Just as blogging has brought power to the people to create their own content, RSS feeds are about to bring power to the Internet users - the consumers of the media. RSS feeds give people the ability to sift and select their own content - in effect creating their own online 'newspaper', with the stories they're interested in.
Microsoft has created waves by announcing that their next operating system (Longhorn), and the next version of Internet Explorer, will incorporate the ability to handle RSS feeds. This will have the effect of making RSS mainstream.
At the moment only about 5 percent of Americans subscribe to RSS feeds - see January's survey by the Pew Internet & American Life Project - that's about 6 million people.
Microsoft says that in the next version of Internet Explorer, a user who visits a page that has an RSS feed will see a notification button light up on the browser.
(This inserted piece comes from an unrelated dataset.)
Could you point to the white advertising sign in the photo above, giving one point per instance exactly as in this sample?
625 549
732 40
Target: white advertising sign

Clicking a plus symbol in the browser will subscribe to that feed, and the feed will go on an internal subscription list in Longhorn.
But RSS is about more than just news and information, Charlene Li of Forrester Research has been working on a report about non-blog uses of RSS for marketers. There are a number of interesting ideas she's found, and that other people have suggested:
Purina has feeds for updated Web content (e.g. dog and cat care advice); coupon or bargain sites like Slick Deals and TechBargains also have content feeds; Deals on the Web (dealsontheweb.com) - a site for bargain hunters looking for consumer electronics - has feed for their latest finds; Amazon has details of it's latest deals. There are examples of PR uses of RSS - for example Apple has its PR feed on RSS - a great way to distribute press releases. And travel companies seem to be up there with both Continental Airlines and Delta Vacations having RSS feeds.
So RSS goes mainstream? Though a couple of issues strike me about the corporate communication impliactions: firstly it provides a great way for a corporation to sidestep the established distribution channels and get their message out there in way that doesn't allow it to be messed-up or mangled in the disseminatino, but secondly, whereas blogs allow for a two-way dialogue with consumers, the use of RSS feeds seems to reduce the meduim to the old 'transmitter' and 'receiver' model of communication.